Dan segeralah muncul pemandangan pohon-pohon yang merenggas, dengan ranting tanpa daun. Namun beberapa pohon sudah mulai 'beremi', tampak hijau daun muncul dari batang dan ranting yang terkelupas kulit kayunya..... mengingatkan pada hiasan pohon dengan daun imitasi. Di sini asli daun tentunya. Sebuah pemandangan yang selaras dengan semangat penduduk setempat untuk bangkit dari keterpurukan akibat bencana.
Seperti yang pernah terlihat di TV, gambar-2 yang di up load di internet, maka saya melihat dengan kepala mata sendiri bangkai motor, mobil, dan reruntuhan bangunan rumah. Dan hamparan hijau kebun sayur atau rumput gajah yang hampir 30 tahun lalu saya lihat, telah berubah menjadi hamparan 'padang pasir'. Pohon-pohon pinus yang dulu tumbuh di tebing jurang, berdiri tegak, tak tahan menahan semburan awan panas dan muntahan material pasir dan batu Merapi (maaf saya tak paham istilah-2 material letusan gunung berapi). Bangunan rumah rata dengan tanah bahkan sebagian tertimbun pasir.
Lahan parkir mobil pun menempati areal yang rata dengan pasir. Untuk menuju bekas rumah Mbah Maridjan harus berjalan kaki atau naik ojek 1 km ke atas. Dari area parkir menuju dusun Mbah Maridjan berjejer di samping kiri-kanan berdiri gubuk-gubuk (warung), yang berjualan makanan, minuman dan aneka barag suvenir. Ada resto Kinahrejo dengan menu yang memakai nama-nama terkait erupsi. Misalnya 'sop lava', nasi goreng erupsi, dll. Juga tersedia toilet.
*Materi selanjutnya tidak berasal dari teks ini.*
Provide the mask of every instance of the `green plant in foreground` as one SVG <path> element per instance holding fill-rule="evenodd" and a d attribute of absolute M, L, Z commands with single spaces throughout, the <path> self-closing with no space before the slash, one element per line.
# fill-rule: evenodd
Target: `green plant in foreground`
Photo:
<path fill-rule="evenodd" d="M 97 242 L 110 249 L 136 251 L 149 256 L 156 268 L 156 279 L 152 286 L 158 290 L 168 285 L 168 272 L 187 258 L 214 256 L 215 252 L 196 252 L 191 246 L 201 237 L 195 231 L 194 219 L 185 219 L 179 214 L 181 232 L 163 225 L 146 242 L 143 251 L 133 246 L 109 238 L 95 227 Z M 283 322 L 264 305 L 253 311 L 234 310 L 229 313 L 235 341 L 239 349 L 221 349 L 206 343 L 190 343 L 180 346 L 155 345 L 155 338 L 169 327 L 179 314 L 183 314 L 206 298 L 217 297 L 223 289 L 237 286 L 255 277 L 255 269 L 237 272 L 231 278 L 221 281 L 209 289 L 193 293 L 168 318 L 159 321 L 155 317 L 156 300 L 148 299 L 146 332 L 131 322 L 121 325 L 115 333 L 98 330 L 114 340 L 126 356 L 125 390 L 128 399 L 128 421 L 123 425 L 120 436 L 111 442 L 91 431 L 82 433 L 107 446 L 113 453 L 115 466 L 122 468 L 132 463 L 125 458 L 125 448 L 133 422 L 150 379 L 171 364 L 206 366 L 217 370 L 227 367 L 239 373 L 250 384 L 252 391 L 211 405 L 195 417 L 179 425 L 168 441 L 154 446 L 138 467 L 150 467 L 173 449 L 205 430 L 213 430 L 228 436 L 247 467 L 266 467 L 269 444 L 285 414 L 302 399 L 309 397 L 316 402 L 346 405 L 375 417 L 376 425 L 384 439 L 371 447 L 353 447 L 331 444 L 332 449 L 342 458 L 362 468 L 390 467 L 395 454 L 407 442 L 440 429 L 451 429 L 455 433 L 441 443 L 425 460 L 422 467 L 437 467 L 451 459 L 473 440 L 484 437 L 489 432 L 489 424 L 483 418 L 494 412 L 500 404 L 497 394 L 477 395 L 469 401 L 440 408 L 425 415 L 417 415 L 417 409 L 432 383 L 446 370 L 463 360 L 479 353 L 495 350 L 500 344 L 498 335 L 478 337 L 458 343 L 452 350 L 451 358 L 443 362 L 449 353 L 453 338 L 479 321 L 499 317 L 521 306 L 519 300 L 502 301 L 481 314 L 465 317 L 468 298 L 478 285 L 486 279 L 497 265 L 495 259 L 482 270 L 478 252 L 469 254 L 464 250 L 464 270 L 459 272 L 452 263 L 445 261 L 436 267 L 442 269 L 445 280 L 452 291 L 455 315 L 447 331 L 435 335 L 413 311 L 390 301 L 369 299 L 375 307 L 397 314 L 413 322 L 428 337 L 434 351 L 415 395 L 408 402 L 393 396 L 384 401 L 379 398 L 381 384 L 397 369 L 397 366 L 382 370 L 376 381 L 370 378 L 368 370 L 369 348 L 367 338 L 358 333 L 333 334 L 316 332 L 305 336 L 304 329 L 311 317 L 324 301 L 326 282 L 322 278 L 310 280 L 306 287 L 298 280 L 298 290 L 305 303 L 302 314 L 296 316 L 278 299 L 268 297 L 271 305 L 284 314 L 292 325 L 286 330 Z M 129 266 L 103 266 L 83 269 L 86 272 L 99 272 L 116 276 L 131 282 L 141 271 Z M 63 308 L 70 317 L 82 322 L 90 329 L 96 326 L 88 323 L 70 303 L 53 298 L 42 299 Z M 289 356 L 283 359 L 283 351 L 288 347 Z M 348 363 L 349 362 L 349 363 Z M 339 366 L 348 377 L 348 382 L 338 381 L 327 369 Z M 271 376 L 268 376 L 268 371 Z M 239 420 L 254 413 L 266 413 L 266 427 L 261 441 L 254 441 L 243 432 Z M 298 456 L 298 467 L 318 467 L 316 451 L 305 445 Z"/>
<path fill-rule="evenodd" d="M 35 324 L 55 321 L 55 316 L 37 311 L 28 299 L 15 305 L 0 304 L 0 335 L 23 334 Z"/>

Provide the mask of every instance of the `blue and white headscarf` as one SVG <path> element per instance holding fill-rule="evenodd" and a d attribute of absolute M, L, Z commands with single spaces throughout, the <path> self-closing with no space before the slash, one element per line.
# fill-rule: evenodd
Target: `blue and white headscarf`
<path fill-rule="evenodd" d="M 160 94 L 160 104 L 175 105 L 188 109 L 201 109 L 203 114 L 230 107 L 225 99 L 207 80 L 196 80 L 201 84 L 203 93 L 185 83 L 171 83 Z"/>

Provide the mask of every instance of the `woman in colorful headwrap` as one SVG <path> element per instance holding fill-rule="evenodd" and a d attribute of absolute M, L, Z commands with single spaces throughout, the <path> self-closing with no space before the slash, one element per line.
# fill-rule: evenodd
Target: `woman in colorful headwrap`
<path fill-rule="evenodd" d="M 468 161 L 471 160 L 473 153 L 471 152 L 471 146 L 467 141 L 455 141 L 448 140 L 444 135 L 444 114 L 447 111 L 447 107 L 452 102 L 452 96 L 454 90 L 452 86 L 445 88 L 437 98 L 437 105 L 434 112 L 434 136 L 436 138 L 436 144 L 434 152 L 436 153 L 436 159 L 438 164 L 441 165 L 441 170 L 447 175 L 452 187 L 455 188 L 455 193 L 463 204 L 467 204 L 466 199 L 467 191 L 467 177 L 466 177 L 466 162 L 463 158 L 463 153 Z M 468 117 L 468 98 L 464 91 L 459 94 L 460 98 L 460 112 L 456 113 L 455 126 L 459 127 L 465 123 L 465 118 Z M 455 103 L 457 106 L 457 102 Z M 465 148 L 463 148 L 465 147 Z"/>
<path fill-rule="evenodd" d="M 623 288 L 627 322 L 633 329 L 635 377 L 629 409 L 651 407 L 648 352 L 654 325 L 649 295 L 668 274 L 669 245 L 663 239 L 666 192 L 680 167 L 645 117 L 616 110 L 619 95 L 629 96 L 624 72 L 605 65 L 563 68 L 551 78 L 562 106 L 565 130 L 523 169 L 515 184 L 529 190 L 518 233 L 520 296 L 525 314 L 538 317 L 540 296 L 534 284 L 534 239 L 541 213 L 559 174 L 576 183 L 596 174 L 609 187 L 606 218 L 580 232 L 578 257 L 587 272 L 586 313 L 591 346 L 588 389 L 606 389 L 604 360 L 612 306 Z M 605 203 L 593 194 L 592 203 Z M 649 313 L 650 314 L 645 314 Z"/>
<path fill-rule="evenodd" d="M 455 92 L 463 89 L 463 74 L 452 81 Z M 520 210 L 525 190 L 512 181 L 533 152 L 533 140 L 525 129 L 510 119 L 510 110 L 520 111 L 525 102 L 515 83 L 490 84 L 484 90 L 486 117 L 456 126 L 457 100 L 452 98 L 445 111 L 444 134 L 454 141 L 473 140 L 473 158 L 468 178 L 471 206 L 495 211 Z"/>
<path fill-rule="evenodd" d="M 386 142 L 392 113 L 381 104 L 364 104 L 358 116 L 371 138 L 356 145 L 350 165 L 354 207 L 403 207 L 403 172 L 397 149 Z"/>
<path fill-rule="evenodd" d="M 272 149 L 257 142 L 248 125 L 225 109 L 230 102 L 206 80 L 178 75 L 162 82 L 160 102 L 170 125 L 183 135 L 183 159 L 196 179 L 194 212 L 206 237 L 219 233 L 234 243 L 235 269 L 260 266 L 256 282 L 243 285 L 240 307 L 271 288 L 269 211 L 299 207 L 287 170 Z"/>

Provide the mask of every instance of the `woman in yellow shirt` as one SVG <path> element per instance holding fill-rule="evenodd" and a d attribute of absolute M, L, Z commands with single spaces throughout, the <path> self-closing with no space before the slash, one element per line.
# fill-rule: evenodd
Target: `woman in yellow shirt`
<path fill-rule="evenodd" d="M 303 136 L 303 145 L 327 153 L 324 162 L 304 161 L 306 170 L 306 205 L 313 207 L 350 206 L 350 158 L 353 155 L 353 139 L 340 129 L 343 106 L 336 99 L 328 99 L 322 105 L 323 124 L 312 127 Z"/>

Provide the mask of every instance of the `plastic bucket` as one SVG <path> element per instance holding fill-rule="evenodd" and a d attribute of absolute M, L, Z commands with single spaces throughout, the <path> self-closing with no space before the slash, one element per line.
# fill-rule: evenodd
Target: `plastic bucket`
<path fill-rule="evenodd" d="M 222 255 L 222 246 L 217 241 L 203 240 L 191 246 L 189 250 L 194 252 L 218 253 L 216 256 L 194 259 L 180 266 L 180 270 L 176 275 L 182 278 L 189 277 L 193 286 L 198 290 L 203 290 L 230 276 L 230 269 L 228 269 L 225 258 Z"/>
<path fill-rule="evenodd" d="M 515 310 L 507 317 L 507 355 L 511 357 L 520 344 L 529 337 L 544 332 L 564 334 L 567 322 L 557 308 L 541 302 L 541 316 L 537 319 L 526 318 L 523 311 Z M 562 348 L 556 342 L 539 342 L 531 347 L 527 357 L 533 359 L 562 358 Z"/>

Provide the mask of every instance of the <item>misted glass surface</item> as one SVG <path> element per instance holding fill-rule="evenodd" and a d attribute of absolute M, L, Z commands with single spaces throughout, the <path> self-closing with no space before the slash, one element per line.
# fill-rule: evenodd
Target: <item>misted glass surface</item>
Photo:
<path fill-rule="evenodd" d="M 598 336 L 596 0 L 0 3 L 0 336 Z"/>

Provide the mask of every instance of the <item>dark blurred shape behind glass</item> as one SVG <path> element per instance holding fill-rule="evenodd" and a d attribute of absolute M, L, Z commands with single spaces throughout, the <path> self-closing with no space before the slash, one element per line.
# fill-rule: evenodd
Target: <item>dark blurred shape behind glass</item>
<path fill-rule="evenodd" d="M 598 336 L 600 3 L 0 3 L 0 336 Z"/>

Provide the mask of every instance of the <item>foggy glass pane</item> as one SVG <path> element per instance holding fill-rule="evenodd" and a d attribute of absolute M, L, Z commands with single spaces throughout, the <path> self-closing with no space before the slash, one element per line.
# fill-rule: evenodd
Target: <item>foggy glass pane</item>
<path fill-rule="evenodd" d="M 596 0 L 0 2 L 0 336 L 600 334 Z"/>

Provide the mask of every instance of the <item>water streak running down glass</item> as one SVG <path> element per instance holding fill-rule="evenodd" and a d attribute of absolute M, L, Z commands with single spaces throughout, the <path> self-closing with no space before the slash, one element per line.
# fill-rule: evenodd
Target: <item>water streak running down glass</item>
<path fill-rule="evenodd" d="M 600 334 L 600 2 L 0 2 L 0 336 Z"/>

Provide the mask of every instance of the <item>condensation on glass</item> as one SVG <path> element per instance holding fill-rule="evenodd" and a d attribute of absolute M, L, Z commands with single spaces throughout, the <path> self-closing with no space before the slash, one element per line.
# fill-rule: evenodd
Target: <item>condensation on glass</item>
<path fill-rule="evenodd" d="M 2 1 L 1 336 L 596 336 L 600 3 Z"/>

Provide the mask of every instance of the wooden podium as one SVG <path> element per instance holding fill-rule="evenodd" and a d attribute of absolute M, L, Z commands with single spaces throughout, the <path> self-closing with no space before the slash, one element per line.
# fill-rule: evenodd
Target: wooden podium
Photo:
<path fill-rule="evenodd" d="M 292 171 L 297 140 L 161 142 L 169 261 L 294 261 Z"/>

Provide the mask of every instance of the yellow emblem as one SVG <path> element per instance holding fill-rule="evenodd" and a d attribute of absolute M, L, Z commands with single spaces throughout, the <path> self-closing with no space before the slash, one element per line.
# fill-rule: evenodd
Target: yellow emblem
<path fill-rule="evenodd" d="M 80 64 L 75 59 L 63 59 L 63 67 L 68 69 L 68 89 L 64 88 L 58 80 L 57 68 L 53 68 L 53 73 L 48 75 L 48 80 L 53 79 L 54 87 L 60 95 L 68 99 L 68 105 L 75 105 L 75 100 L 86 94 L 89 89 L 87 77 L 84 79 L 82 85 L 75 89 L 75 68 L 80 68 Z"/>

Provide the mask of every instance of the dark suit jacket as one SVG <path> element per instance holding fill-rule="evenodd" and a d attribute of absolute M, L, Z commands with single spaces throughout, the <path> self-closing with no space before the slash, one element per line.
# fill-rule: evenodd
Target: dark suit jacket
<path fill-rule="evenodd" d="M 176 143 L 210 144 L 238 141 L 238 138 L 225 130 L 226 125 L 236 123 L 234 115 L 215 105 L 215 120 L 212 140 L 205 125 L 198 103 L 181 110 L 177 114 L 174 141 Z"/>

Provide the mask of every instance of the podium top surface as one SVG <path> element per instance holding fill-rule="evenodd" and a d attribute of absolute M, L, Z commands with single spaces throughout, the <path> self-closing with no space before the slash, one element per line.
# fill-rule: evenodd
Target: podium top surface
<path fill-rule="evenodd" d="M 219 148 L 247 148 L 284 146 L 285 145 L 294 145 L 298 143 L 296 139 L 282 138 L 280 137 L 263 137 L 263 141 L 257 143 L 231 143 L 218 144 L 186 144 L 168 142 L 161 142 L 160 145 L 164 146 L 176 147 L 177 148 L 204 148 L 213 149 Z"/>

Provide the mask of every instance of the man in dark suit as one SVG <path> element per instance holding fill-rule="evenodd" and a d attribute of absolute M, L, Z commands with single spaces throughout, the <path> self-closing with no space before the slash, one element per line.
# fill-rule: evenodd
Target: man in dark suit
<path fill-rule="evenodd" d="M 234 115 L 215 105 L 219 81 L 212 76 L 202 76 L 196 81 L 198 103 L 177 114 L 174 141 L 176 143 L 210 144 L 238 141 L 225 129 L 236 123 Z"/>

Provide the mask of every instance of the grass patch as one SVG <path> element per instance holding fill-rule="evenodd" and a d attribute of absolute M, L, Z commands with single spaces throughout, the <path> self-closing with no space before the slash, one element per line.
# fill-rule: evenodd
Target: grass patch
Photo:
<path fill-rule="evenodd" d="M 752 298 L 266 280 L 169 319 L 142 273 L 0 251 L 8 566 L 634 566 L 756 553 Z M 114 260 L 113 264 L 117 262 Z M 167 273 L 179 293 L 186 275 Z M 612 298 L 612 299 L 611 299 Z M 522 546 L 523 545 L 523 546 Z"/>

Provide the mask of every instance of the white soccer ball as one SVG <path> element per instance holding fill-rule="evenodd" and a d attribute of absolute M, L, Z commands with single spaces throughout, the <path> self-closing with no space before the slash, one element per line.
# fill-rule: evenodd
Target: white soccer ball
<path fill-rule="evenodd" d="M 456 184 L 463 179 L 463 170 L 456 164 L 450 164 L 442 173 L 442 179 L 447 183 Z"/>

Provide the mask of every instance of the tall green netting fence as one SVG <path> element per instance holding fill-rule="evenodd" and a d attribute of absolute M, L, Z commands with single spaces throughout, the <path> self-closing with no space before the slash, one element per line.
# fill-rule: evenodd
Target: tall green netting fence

Melihat ini semua, sekalipun mungkin bisa dikatakan 'ironi', yaitu bagaimana sebuah bencana (musibah, yang mendatangkan duka dan kesedihan) dijadikan obyek wisata (yang berkonotasi 'hepi-hepi' --kata seorang teman), namun inilah sebuah fakta dan sikap yang harus diambil. Karena kehidupan harus ditempuh dan dihadapi, tidak berguna meratapi terus menerus musibah yang terjadi. Maka 'konversi' dari kedukaan akibat bencana menjadi tempat wisata menunjukkan kreatifitas survival warga setempat. Toh para pengunjung pun bisa belajar, mencoba mendalami dan memahami, bahwa semuanya adalah 'atas kehendak Yang Maha Kuasa'. Bahwa apa yang dulu tampak indah, tampak kokoh, akan sirna ketika kekuatan dahsyat atas iradah-Nya menghendaki sirna. Juga belajar pada spirit masyarakat setempat untuk bangkit pasca ditimpa bencana.